Donnie Wahlberg Reveals Why the Blue Bloods Family Dinners Were His Favorite Scenes
For Blue Bloods fans, the Reagan family dinner wasn’t just another scene—it became the heart of the series. Week after week, viewers gathered with Frank Reagan and his family around the dinner table, where heartfelt conversations, difficult decisions, and moments of humor unfolded over a shared meal.
Now, Donnie Wahlberg has revealed that those iconic dinner scenes were his favorite part of filming.
Speaking with TV Insider, Wahlberg joked that his character, Detective Danny Reagan, probably ate the most simply because he was the hungriest.
“Danny probably eats the most because Donnie’s the hungriest,” Wahlberg said. “Seriously, though, Danny is kind of a bull in a china shop. The best way to play that at dinner is to talk a lot with his mouth full.”
Unlike many television actors who only pretend to eat during long filming days, Wahlberg happily enjoyed the meals served on set. He admitted he especially looked forward to the main courses and desserts, although he switched to lighter fare—mostly vegetables—whenever he had a New Kids on the Block concert approaching.
Not everyone at the Reagan table shared his enthusiasm.
Tom Selleck and Bridget Moynahan each developed their own techniques to avoid eating too much during the multiple takes required for every dinner scene.
“We all have tricks,” Selleck once explained. “Bridget is a food masher. She keeps her hand real active and combines her potatoes and everything. I butter rolls.”
The family dinner table became so meaningful to Wahlberg that he eventually kept the prop after production and placed it in one of his family’s Wahlburgers restaurants as a tribute to the series.

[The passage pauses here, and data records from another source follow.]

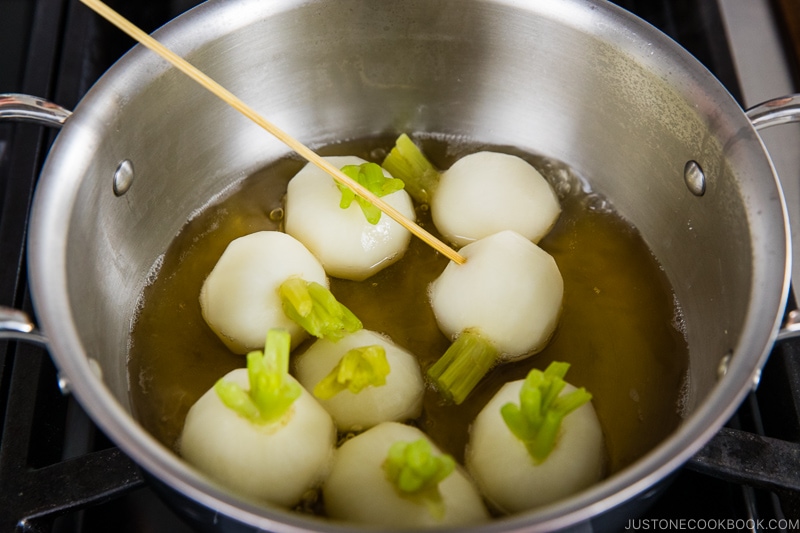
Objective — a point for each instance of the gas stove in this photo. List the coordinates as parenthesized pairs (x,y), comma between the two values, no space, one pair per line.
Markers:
(59,473)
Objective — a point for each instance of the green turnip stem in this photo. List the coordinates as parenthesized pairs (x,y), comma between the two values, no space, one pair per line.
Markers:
(537,418)
(415,471)
(316,309)
(408,163)
(463,365)
(370,175)
(270,395)
(359,368)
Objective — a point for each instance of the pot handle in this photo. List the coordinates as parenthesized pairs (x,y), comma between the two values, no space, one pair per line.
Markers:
(775,112)
(15,324)
(25,108)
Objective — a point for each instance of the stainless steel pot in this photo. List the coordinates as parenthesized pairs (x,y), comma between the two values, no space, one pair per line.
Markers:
(580,81)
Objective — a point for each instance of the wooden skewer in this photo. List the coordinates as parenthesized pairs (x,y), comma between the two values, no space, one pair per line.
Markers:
(215,88)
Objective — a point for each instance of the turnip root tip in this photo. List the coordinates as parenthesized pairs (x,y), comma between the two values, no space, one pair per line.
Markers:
(386,477)
(548,447)
(259,433)
(316,309)
(362,380)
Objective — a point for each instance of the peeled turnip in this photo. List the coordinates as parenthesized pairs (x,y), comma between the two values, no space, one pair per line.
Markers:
(480,194)
(258,432)
(347,244)
(365,389)
(501,305)
(268,279)
(554,450)
(391,475)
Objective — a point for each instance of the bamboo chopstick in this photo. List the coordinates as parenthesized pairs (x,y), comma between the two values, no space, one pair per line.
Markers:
(215,88)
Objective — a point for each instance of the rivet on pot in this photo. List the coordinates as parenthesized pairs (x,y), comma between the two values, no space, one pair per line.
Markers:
(123,177)
(724,363)
(64,385)
(695,178)
(756,378)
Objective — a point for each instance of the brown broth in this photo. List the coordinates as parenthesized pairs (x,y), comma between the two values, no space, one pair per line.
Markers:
(617,328)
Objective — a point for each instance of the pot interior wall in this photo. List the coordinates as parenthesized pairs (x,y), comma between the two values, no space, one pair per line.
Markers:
(561,79)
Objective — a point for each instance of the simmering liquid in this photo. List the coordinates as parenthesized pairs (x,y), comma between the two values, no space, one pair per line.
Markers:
(618,328)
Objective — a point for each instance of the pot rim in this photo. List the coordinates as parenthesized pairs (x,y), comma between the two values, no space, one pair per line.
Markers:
(47,247)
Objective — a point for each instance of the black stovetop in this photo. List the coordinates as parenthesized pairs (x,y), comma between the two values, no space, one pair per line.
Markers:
(59,473)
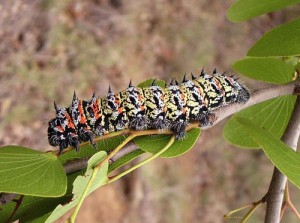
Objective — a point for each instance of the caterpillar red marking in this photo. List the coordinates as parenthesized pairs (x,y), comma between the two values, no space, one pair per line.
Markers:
(153,107)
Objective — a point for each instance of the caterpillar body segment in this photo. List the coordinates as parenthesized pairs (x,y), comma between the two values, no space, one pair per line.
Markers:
(153,107)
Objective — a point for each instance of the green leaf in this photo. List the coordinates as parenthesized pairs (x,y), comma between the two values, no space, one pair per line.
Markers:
(154,143)
(30,172)
(282,156)
(125,159)
(88,150)
(242,10)
(272,115)
(266,69)
(80,184)
(148,83)
(283,40)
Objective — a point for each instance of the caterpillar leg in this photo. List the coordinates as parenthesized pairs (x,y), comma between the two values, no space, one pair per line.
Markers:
(138,123)
(179,129)
(207,118)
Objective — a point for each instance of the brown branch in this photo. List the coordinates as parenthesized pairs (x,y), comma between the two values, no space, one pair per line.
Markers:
(277,186)
(222,113)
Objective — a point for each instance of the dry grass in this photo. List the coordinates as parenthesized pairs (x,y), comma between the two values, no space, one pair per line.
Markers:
(49,48)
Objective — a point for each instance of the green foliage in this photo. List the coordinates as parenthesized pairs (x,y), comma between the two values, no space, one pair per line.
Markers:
(242,10)
(282,156)
(283,40)
(269,70)
(125,159)
(153,144)
(148,83)
(272,115)
(30,172)
(32,208)
(81,183)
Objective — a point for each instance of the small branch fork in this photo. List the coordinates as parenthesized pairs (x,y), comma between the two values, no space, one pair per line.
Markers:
(100,165)
(277,197)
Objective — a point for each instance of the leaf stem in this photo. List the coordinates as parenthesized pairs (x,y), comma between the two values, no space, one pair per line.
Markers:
(114,178)
(94,173)
(253,206)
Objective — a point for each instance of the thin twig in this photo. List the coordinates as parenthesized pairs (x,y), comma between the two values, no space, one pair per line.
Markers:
(276,189)
(220,114)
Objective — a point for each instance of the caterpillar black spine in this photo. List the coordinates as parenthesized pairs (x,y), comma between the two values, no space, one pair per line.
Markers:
(153,107)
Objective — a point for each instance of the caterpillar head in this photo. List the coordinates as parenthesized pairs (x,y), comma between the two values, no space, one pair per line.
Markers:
(61,130)
(243,94)
(60,136)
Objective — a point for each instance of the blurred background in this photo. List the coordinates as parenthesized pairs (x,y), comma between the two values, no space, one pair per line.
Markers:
(48,48)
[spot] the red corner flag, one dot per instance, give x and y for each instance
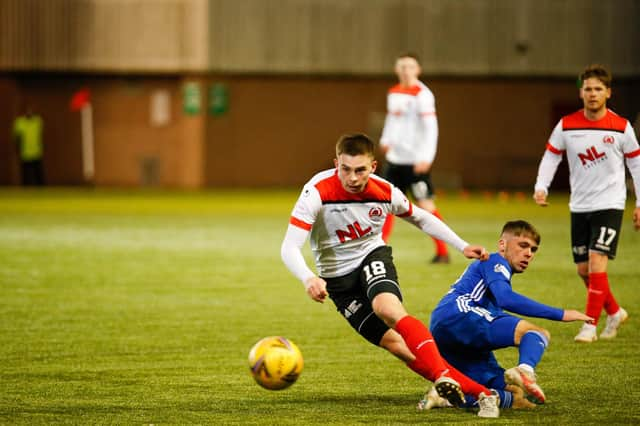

Looking back on his first dinner scene, Wahlberg recalled the pressure of performing alongside television legend Tom Selleck.
“At the first dinner scene, I had to be fully committed to this character,” he said in 2024. “And to do that with Tom Selleck sitting at the head of the table? He’s an icon.”
While fans often admired the meals themselves, Wahlberg believes the real magic happened beneath the surface.
“Dinner scenes are hard because your focus is not what you’re eating,” he explained. “It’s really not even your lines—it’s your subtext. Audiences don’t care about the words; they want to see the subtext.”
Those weekly dinners carried the emotional weight of the series, giving viewers insight into what each member of the Reagan family was experiencing away from the job.
Writer Jack Ciapciak agreed that the famous dinner scenes were among the most difficult parts of every episode to create.
“You never want it to feel forced,” he explained. “You want it to feel natural, and it’s the scene that brings people back week after week. Getting those scenes right was always the trickiest.”
Although Blue Bloods has concluded, its tradition of family gatherings lives on. The franchise’s spinoff, Boston Blue, introduces viewers to the Silver family, whose shared dinners and Shabbat celebrations aim to capture the same warmth, connection, and emotional storytelling that made the Reagan family table so memorable.